Belgian carbonnade flamande is one of the few dishes from that little country to gain wide renown. Cousin to the more-famous French beef Bourguignon, this is a sort of hybrid stew-braise that relies on beer, not wine.
It’s hard to say when this dish was invented, but I’d guess sometime in the Middle Ages because it relies on a little bit of sweet-and-sour that is characteristic of that age of cooking.
Regardless of its history, carbonnade (carbon-ah’d) is a damn good dish to make with any sort of red meat. In this case, an elk shank. No, I haven’t been off elk hunting and didn’t tell you. I got the shank from my friend Suntino. Deer shanks, beef shanks, or any sort of shoulder or neck meat will also work fine, too.
You can take this carbonnade recipe one of two ways: as a full-on stew, or as a braise you then eat with a knife and fork alongside a starch and a vegetable; the “stew” then becomes the sauce. Holly and I ate ours with mashed potatoes and a salad. Either way you’re in for a treat.
What does it taste like? Well, I like to use the hard-working, sinewy cuts of meat because when they finally do get tender, they get super silky and nice. So you’ve got meat falling off the bone, nestled into a lot of nicely caramelized onions, wild mushrooms and sometimes carrots, which we skipped in this version.
It’s the sauce/gravy/stew that makes it though: Dark, rich with a very European version of that magic combination of sweet-spicy-sour-salty. Mustard, cider vinegar and a little bit of red currant jelly mixed in does this; you can use brown sugar if you can’t find red currant jelly.
It is really, really good. I mean, really good. Make it this weekend and you will thank me later.

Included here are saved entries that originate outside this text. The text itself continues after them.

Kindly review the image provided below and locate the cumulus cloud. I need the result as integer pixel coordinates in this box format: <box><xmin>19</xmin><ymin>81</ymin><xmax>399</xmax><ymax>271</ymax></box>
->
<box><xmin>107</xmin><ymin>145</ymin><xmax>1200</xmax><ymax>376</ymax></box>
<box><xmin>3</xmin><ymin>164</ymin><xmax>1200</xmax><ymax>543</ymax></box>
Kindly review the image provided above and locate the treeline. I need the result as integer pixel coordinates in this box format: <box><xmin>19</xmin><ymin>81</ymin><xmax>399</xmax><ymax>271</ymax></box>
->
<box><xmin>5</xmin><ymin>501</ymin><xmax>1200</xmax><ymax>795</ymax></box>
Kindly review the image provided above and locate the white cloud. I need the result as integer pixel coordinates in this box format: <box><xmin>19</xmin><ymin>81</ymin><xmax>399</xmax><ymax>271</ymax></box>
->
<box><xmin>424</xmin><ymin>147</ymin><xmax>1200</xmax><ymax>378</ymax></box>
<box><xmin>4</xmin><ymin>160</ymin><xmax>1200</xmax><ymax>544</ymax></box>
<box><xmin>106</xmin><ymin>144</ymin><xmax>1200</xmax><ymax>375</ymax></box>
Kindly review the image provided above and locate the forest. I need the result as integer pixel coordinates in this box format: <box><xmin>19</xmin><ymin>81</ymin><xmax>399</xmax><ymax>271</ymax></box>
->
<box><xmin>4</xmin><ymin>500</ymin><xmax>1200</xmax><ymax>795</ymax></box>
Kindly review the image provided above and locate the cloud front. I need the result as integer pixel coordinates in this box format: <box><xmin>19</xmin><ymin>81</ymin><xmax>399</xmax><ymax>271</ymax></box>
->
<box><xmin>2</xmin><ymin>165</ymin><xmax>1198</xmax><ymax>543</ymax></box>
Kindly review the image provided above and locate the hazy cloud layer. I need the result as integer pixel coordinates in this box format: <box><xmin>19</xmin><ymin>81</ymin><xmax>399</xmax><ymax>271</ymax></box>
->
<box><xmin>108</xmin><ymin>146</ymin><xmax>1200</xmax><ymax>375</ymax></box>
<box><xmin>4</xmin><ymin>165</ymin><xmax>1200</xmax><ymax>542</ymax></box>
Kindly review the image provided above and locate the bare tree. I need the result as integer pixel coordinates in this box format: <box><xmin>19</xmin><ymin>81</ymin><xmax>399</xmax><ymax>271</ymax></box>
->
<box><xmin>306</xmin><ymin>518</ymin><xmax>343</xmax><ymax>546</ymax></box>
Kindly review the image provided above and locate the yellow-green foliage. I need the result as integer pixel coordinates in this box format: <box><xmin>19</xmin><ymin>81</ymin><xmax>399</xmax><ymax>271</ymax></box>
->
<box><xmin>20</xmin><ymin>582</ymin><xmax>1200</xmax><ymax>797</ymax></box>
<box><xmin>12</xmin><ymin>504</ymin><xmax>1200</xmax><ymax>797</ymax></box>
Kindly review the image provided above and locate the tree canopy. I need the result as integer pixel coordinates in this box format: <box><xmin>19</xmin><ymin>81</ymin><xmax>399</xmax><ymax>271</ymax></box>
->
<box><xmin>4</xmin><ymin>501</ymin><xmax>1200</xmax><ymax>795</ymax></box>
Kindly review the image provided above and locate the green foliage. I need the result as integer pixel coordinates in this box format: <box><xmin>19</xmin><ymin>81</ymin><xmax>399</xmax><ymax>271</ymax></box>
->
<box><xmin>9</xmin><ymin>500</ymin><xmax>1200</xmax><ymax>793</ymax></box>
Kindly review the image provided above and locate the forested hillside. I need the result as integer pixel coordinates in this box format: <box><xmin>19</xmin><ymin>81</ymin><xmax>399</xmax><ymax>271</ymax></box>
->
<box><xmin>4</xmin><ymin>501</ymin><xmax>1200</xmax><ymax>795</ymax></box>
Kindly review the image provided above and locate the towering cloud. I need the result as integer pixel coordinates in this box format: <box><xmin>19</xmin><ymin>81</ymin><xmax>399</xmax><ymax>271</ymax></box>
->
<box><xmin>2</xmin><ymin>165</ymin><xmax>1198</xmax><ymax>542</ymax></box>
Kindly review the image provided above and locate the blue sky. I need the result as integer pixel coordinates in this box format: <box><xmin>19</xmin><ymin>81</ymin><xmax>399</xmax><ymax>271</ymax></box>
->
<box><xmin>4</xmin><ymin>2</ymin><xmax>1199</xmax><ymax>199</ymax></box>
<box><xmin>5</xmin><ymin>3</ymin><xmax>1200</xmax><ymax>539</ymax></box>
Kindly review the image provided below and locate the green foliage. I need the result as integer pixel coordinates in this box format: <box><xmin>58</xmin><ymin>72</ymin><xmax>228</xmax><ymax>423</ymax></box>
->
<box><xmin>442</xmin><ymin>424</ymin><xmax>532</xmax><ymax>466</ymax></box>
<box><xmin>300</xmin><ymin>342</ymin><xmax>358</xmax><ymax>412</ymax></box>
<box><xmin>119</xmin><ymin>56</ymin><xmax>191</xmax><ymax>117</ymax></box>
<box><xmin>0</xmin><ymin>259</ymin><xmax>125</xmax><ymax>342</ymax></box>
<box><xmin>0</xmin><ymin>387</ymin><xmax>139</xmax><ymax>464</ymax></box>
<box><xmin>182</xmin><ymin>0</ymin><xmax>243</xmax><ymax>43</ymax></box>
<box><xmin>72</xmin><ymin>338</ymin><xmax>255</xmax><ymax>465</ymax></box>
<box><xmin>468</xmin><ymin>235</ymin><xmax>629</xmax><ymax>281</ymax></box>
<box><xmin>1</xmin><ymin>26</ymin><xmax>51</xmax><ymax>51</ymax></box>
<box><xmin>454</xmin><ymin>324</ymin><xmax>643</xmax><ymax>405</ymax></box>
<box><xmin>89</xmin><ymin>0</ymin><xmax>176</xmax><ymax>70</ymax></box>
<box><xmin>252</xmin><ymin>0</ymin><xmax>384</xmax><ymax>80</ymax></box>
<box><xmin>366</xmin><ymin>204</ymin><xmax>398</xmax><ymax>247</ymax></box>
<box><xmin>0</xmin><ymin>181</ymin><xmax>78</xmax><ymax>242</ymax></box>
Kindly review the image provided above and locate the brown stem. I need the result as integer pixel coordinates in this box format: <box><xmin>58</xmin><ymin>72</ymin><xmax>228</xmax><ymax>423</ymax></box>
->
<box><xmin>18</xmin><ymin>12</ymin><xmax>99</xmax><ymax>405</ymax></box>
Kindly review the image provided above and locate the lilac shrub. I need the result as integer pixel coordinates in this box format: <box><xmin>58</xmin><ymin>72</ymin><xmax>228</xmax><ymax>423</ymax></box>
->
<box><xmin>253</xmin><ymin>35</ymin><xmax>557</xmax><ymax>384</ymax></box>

The beer matters here. Make this with a real Belgian abbey ale and you will understand why this is such a famous dish. The mustard is also pretty important, although not as much as the beer. Try to get a natural mustard, like a Dijon, not one with turmeric added for extra yellow. You don’t need color here, you need flavor. As for the mushrooms, I use dried morels or porcini. Any good dried mushroom will do.
- 3 pounds elk shank, venison shanks or shoulder meat
- 1/4 cup duck fat or unsalted butter
- 3 onions, peeled and sliced root to tip
- 1 ounce dried mushrooms, rehydrated in 1 cup warm water and chopped
- 2 teaspoons dried thyme
- 3 or 4 tablespoons flour
- 2 tablespoons mustard, Dijon is best
- 1 cup venison or beef broth
- 1 or 2 bottles of beer, Belgian abbey ale is traditional
- 2 tablespoons cider vinegar
- 1 heaping tablespoon red currant jelly
- Black pepper
- Chopped parsley for garnish
- If you are using elk shanks, cut the shank off the bone in large pieces, about 2 to 4 inches across; same thing if you are using shoulder meat. If you are using venison shanks, you can leave them whole if they will fit into your pot.
- Heat the duck fat or butter in a large Dutch oven or heavy lidded pot over medium-high heat. Pat the meat dry and brown it well on all sides. Salt them as they cook. You might need to do this in batches. Remove the pieces as they brown and set aside in a bowl.
- When the meat has all browned, add the sliced onions and mix well. Turn the heat down to medium and cook the onions until they are nicely browned and soft, which can take a solid 20 minutes. About halfway through, salt the onions and add the chopped mushrooms and thyme.
- When the onions are ready, return the meat and all juices from the bowl into the pot. Mix in the mustard, then add enough flour to dust everything in the pot.
- Stir in the mushroom soaking water (strain it if there is debris in it), the venison broth and at least one bottle of the Belgian beer. You want the meat to just barely be covered. Pour in more beer if need be. Bring to a simmer, add salt to taste, cover and cook slowly until the meat is really tender, anywhere from 90 minutes to 4 hours if it's a big ole' bull elk.
- Once the meat is tender, whisk in the red currant jelly, the vinegar and add black pepper to taste. Garnish with the chopped parsley. Serve with spaetzle, egg noodles or potatoes.